For the second number, we chose "Paint It Black" by The Rolling Stones. We knew the chords to the song and even its true title, but we did not know the lyrics and just were using dummy "doo-wop" like some seasoned scat singers:

"Doo-wop doo-wop doo-wop doo-wop
Doo-wop doo-wop pа-ba-baа

Yet, knowing the name, you could guess what the song was about and if you know the lines meter then – full ahead!

"Black clouds towered in the sky over the city
The drops of falling rain are black as coal tar
No stars reflected in the puddles: nor big, nor bitty
Black fog has stolen them and hidden way too far…"

(… in the film "The Devil's Advocate" with Al Pacino as Prince of Dark this song sounds at the concluding credits, the original, of course. But at that time it was too early for Hollywood to shoot that movie. And, by the by, performing "The Yellow River" in Russian, our garage VIA had outstripped The Jolly Guys of Alexander Booynov who released it a couple of years later, substituting Karlsson-on-the-Roof for the original river:

"Now we hear,
Now we hear,
The motor buzz,
The cheerful buzz.
High in the air
Straight from the roof
Our dear friend
Is flying to us…"

Thus a love song was mutated into the RepBase anthem…)

Before the VIA competition, we rehearsed for days on end leaving Club only to have a midday meal at the pavilion "Meeting" by the Station square where we ate dumplings, flushed them down with gulps of beer from a bottle of Zhigulyovsky shared between the 4 of us and considered ourselves cool dudes who could play rock.

Precisely one day before the contest, our rivals—VIA "The Kristall" from Loony—dealt us a preemptive blow. They came to our school to play the trash at the graduation party of our class. Earlier, we offered the school management our music services for the pram dance free of charge, however, the proposal was turned down and they hired The Kristall instead. In our native school, we did not pass for musicians! Like prophets never heeded in their native lands, indeed…

Of course, The Kristall had a well-established reputation. Sasha Basha, educated at the piano class of Music School, played his organ very competently – both "seven-forty", and waltz, and rock'n'roll, but it, still, hurt.

The revenge took place at the contest because we had hidden reserves. Firstly, Pavel Mitrofanovich let us grab for the occasion the 50-watt amp. And secondly, we carried the day even before making any music, our looks when appearing on the stage showed at once who were predestined winners.

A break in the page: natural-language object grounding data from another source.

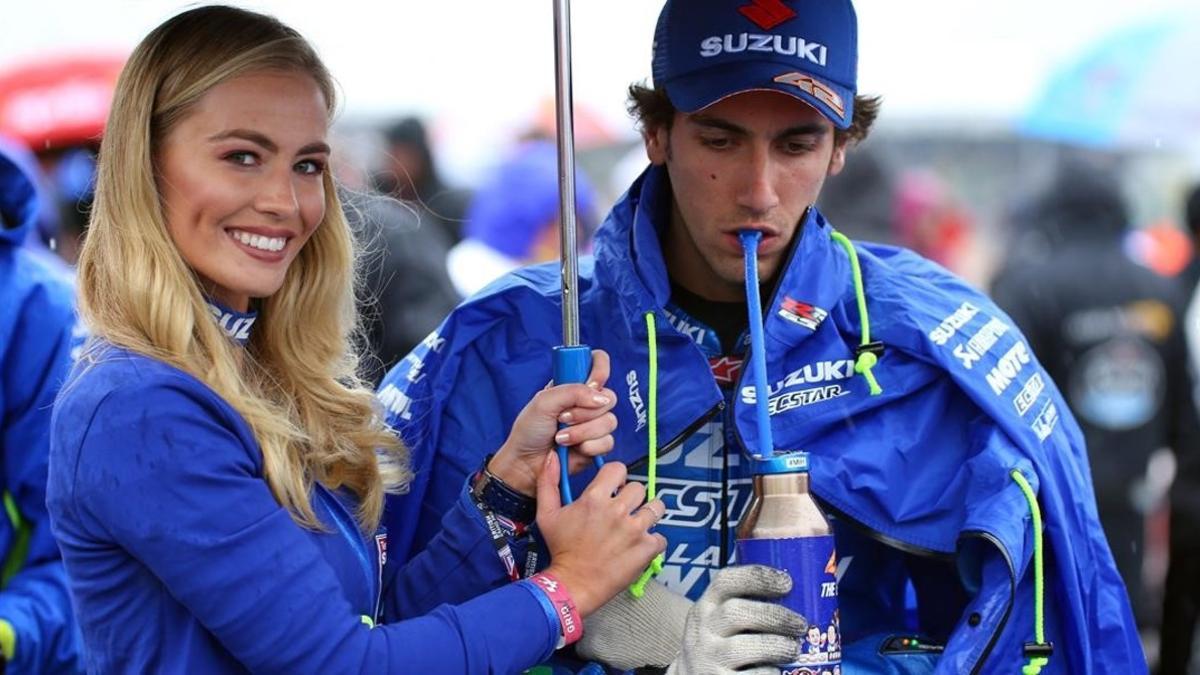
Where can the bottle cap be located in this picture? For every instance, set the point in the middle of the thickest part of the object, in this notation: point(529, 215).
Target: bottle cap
point(780, 463)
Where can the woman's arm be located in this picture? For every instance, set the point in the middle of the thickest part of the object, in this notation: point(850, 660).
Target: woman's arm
point(171, 475)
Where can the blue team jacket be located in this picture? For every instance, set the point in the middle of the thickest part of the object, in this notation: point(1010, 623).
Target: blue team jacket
point(927, 467)
point(181, 561)
point(36, 338)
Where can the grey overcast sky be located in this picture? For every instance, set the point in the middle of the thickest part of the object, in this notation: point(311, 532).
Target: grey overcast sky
point(481, 66)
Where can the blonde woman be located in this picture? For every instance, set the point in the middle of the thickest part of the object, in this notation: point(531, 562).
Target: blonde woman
point(217, 472)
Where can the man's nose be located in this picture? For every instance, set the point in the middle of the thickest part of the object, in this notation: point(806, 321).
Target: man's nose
point(757, 190)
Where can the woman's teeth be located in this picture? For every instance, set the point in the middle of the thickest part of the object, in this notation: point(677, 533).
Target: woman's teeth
point(259, 242)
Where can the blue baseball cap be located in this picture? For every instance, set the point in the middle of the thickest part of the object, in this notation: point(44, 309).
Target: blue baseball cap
point(706, 51)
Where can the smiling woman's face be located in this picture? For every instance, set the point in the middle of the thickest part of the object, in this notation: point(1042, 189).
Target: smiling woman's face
point(241, 181)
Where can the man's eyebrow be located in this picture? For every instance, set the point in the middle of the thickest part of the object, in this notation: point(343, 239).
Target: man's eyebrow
point(809, 129)
point(267, 143)
point(717, 123)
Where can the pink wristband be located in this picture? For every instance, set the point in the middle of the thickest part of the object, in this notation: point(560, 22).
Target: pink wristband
point(564, 607)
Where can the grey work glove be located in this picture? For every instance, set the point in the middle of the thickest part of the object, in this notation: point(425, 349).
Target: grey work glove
point(731, 627)
point(629, 632)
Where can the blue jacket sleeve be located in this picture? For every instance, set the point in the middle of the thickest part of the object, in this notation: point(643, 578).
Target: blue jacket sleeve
point(35, 599)
point(457, 565)
point(185, 496)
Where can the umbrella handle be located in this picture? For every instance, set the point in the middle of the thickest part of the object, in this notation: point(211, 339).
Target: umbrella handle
point(571, 364)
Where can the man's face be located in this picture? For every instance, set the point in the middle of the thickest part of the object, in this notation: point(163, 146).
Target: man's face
point(753, 161)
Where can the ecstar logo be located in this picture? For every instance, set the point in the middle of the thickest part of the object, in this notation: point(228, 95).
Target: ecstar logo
point(767, 13)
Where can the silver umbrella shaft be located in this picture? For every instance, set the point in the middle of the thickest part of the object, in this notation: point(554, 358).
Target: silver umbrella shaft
point(565, 131)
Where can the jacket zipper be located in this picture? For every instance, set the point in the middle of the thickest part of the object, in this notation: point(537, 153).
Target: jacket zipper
point(1012, 596)
point(348, 529)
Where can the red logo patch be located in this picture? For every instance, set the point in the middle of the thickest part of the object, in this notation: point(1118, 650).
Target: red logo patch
point(802, 314)
point(726, 369)
point(767, 13)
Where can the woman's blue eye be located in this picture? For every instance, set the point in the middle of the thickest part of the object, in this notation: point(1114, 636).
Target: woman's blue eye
point(241, 157)
point(311, 167)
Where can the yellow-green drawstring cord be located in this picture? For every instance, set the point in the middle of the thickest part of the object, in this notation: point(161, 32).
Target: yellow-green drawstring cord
point(868, 353)
point(639, 587)
point(1041, 650)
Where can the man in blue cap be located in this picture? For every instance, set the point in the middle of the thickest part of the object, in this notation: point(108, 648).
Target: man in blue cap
point(955, 478)
point(37, 334)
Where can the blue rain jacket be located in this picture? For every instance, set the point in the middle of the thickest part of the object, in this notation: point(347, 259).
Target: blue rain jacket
point(917, 476)
point(181, 561)
point(37, 332)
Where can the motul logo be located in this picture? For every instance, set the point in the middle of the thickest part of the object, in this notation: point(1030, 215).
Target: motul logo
point(767, 13)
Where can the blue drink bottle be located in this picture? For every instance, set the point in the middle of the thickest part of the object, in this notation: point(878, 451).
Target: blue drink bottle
point(784, 527)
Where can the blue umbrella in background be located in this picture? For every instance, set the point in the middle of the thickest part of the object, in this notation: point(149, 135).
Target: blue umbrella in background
point(1140, 87)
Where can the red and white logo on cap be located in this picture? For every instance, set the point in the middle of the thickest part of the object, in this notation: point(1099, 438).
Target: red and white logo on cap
point(767, 13)
point(816, 89)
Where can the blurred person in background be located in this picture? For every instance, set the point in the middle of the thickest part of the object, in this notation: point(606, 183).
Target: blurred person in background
point(928, 220)
point(1109, 333)
point(1181, 604)
point(37, 334)
point(412, 175)
point(406, 288)
point(514, 216)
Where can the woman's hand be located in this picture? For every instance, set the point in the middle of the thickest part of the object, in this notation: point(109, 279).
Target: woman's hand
point(586, 408)
point(600, 543)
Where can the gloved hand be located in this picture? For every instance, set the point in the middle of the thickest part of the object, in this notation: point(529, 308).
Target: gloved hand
point(729, 628)
point(629, 632)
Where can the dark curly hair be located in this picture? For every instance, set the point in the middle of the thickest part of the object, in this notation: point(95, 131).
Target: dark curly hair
point(652, 109)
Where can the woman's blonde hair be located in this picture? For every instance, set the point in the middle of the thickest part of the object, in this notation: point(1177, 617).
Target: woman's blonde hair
point(295, 383)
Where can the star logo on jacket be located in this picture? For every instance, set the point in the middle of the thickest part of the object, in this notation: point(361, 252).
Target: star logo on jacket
point(767, 13)
point(802, 314)
point(726, 369)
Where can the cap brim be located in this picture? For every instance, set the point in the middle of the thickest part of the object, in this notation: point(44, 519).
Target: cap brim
point(697, 90)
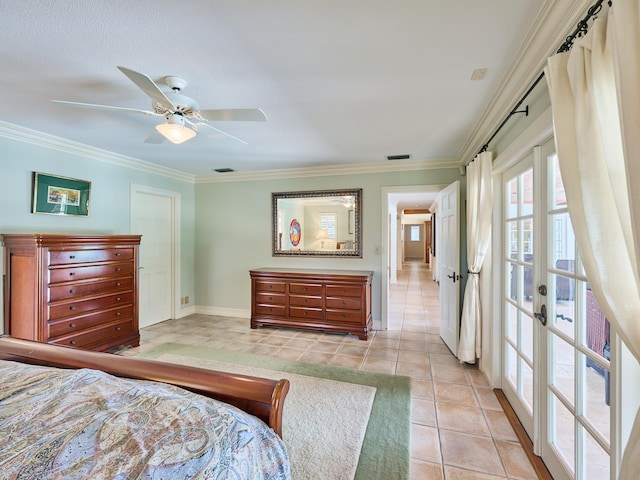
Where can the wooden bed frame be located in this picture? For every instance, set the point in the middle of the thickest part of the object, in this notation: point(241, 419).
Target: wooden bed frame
point(260, 397)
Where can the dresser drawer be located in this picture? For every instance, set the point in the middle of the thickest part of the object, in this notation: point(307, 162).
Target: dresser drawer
point(344, 316)
point(312, 313)
point(300, 301)
point(351, 303)
point(65, 257)
point(62, 292)
point(72, 308)
point(305, 289)
point(97, 335)
point(271, 298)
point(273, 310)
point(344, 291)
point(76, 324)
point(278, 287)
point(59, 275)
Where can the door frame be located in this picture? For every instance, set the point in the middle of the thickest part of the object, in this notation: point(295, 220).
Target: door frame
point(175, 199)
point(385, 263)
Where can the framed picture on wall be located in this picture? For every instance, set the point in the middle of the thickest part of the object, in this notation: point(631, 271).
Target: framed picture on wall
point(55, 195)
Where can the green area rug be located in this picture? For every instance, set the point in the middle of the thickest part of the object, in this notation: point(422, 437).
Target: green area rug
point(385, 452)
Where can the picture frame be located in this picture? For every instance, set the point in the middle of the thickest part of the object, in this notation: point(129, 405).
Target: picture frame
point(56, 195)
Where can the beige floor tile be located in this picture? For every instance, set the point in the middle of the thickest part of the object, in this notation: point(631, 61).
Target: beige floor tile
point(425, 445)
point(316, 357)
point(470, 452)
point(454, 473)
point(346, 361)
point(449, 375)
point(390, 354)
point(487, 399)
point(425, 470)
point(422, 389)
point(453, 393)
point(379, 365)
point(423, 412)
point(499, 426)
point(515, 461)
point(413, 357)
point(413, 370)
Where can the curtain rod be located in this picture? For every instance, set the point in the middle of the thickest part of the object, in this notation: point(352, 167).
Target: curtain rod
point(580, 30)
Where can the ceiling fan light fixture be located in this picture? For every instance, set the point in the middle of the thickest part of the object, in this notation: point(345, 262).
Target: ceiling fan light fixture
point(175, 130)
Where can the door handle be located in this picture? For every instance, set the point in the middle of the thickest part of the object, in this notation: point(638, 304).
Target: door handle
point(542, 316)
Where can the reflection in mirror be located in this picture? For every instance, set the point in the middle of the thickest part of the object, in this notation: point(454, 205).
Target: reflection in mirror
point(319, 223)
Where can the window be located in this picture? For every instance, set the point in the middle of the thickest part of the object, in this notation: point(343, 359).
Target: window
point(415, 233)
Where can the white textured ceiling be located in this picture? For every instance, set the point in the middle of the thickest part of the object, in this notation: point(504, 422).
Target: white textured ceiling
point(342, 82)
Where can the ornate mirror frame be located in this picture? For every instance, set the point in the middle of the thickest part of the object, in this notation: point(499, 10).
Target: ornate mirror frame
point(298, 219)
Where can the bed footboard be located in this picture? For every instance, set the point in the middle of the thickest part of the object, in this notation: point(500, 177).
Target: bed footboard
point(260, 397)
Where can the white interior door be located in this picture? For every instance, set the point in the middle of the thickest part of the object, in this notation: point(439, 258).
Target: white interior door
point(153, 218)
point(448, 245)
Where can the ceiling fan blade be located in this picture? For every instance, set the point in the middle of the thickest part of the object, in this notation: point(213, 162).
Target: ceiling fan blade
point(148, 86)
point(233, 114)
point(106, 107)
point(213, 132)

Okay, suppose you've got an electric organ and music education plus a team of musicians trained at "playing trash", but who would care a damn about all that crap the moment when:

"…And now in this cozy Central Park Summer Cinema, we invite on stage the vocal-instrumental ensemble… The Orpheuses!!."

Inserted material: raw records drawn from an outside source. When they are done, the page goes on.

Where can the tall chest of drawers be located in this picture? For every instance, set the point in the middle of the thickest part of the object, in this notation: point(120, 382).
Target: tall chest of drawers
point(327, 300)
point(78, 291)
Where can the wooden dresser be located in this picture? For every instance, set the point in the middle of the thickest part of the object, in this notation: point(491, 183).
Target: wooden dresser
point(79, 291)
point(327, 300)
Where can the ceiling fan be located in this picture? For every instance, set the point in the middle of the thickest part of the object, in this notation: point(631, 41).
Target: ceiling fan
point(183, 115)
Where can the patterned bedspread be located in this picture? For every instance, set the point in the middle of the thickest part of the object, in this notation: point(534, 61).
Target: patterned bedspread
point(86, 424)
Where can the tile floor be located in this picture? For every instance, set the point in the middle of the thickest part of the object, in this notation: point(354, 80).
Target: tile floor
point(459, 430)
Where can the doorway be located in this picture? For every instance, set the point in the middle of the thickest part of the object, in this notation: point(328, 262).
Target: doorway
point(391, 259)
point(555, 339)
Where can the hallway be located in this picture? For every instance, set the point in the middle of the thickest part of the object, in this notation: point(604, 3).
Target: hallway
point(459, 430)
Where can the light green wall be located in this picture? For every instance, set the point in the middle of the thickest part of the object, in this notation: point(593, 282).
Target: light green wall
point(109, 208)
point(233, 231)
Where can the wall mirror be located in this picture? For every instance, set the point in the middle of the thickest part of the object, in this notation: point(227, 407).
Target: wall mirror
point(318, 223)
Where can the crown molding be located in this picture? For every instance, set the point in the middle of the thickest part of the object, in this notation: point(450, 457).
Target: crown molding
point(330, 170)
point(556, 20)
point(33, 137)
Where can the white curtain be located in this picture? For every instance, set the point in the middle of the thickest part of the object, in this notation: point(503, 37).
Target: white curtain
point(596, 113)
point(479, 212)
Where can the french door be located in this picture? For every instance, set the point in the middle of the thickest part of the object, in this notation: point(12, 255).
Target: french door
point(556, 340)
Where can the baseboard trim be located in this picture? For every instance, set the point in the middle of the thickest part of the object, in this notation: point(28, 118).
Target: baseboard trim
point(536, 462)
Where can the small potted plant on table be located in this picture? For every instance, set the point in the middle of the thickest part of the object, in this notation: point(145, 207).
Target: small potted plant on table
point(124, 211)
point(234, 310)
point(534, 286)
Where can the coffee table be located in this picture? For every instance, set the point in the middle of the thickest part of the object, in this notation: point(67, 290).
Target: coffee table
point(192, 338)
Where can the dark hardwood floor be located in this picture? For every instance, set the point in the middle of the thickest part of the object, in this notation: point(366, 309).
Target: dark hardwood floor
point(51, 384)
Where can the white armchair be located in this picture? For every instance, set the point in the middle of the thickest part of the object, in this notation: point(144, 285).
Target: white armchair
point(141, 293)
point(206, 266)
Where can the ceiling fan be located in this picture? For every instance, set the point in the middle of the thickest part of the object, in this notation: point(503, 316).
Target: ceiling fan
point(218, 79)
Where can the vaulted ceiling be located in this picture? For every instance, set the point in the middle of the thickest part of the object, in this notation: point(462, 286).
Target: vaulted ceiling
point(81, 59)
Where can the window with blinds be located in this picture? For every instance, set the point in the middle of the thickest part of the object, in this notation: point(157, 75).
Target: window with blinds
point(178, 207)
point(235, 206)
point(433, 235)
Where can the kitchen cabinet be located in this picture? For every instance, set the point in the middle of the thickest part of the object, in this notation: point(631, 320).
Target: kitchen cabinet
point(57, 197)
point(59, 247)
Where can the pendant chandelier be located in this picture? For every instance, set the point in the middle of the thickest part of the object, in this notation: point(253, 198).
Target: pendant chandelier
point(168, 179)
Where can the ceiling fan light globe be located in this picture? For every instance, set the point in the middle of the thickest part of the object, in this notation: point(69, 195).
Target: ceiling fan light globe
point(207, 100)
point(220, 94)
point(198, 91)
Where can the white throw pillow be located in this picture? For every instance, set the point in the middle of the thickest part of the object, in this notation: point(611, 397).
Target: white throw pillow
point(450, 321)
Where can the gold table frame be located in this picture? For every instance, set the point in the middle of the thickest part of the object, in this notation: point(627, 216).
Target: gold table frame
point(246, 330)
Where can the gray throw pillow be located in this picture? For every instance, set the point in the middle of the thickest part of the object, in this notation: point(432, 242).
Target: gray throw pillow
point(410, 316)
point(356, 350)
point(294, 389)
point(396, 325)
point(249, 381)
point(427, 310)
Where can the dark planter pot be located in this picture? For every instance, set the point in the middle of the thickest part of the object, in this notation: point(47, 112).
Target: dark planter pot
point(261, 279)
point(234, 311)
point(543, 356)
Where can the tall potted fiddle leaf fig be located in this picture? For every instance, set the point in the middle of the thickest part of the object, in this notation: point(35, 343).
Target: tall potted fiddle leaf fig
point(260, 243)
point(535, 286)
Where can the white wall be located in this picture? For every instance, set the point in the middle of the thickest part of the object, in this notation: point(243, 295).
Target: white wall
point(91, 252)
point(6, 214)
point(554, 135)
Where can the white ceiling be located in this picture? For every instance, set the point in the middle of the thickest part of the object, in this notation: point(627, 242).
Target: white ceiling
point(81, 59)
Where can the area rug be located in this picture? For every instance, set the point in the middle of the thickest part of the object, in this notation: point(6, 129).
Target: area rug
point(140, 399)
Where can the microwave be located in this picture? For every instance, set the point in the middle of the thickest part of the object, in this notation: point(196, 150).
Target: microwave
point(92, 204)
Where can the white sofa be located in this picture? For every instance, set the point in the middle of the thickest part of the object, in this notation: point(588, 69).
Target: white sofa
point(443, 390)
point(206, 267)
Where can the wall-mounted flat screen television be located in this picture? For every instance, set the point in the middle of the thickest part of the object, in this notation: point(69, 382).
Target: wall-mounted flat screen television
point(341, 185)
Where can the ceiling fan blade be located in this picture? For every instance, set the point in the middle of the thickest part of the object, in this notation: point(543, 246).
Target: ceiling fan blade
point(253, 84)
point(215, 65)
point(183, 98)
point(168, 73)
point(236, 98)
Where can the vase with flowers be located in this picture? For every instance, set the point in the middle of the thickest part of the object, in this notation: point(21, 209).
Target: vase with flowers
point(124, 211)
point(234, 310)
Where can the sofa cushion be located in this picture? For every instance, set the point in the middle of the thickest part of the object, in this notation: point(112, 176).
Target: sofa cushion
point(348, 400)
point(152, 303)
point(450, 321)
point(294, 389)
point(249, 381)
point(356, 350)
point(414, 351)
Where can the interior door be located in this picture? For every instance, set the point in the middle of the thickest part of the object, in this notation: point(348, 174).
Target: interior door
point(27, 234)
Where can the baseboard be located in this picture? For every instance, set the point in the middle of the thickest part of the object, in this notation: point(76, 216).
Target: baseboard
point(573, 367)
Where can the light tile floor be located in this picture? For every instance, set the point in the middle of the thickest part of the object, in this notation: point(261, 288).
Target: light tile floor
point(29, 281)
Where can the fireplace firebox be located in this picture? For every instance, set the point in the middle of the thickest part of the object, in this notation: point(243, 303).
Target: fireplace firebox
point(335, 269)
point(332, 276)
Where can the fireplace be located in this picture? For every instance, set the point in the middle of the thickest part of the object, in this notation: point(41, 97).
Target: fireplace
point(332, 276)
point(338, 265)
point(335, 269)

At which moment, there came out four dudes with three (!) horned (!!) guitars!!!

And, on top of everything else, each of them, all the 4 rigged…

…IN WHITE PANTS!!!..

Oh, my! There is no way to bring over the meaning of white pants in Konotop of 1971, kinda divine trappings and you can’t put it any clearer because our triumph came to pass before the world-wide rise of the denim civilization.

Where had so snazzy outfit come from? In Department Store opposite Main Post, they were selling the so-called "canvas for household needs", 1 ruble 20 kopecks a meter. After the very first wash, the fabric turned into gray saggy burlap, however, we appeared on stage in pants in their pristinely virgin, unwashed, state.

Mother made them—all the four—with her sewing machine, two days before the performance. The ongoing pants fashion of the day rejected the wide waist belt in favor of no belt at all, the stylish dude's pants then started at the middle of the hips. One meter and ten centimeters of "canvas" were more than enough for a pair of trousers.

The only bad news was that I screwed up my part in the "Yellow River" vocals.